Nuke was Quentin's terrier mutt, a preternaturally ugly little creature Quentin had named for what he assumed would happen to our species if a nuclear device were exploded at the corner of Broadway and Laguna. "We'd all end up looking like Nuke," he said. Despite Nuke's lack of visual appeal, Quentin was devoted to the dog and faithfully walked him each morning and evening.
"So, you heard him go out after that?" I asked.
"Goodness, no," she said. "Then I heard — well, I heard the most awful quarrel. Such shouting and noises!"
"What was it about?"
"Maggie, dear!" She looked shocked. "Would I eavesdrop? However would I know what it was about?"
"I'm sorry. Of course not," I muttered.
"Then I heard the door slam, and that was that."
"Perhaps Stuart went out," I suggested.
"No, my dear. It must have been Quentin. Because shortly after the door slammed, that dreadful music began again. Now, you know Quentin wouldn't put that on."
"Well," I said, peering into the etched-glass panel on the door. "Then Stuart must be home."
"I should think so," said Madame. "I haven't heard music for a bit, but I haven't heard the door slam, either."
I rapped again. "Stuart," I called. "I t's Maggie. Open up."

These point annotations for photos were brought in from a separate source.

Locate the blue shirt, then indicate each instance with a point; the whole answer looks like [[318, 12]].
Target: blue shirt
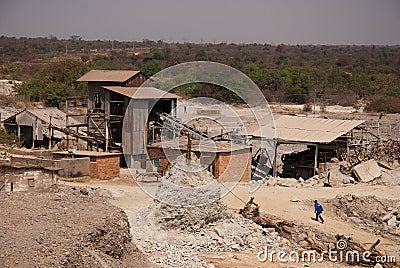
[[318, 207]]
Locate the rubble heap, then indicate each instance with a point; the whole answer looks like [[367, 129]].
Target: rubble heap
[[189, 197]]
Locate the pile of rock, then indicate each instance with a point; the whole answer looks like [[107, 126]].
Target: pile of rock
[[171, 235], [188, 184], [392, 219]]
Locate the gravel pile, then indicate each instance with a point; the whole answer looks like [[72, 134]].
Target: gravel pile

No answer. "I'll just leave Quentin a note," I said, rummaging in my bag. The only paper that came to hand was a book of deposit slips. I noted that Zach had already decorated them with rockets and monsters. "Madame, could I possibly borrow a piece of notepaper?" I asked.
"Of course, my dear. I'll run and get you something." With that, Madame gathered her Cio-Cio-San-themed kimono around her and disappeared inside the door to her flat. I stood at Quentin's door. Damn Quentin! Damn lunch! And damn climbing into these clothes for nothing!
As I fumed, I reached out to give Quentin's doorknob an angry rattle.
It didn't rattle; it turned. Careless man. First, he forgets lunch dates, then he leaves the door unlocked. I pushed open the door and called, "Quentin? Stuart?"
The door opened onto a staircase that led into a tiled entryway. I climbed the stairs, expecting Quentin or Stuart to appear any moment. Not a sound. Just Quentin's pristine flat: all white walls, Berber carpets, netsuke, books, Japanese brush paintings. Michael always said, "If it gets any more serene in here, Quentin can sublet to Zen monks."
And that's the first thing I noticed that fall morning, with Madame DeBurgos caroling at me from the doorway. "Maggie, I've fetched you some notepaper!"
What I noticed was this: Quentin's apartment wasn't so pristine any more. And, though I still couldn't hear a sound but Madame's labored breath as she puffed up Quentin’s stairs, it wasn't so ser ene either.
A dead body in the living room cuts into your serenity something fierce.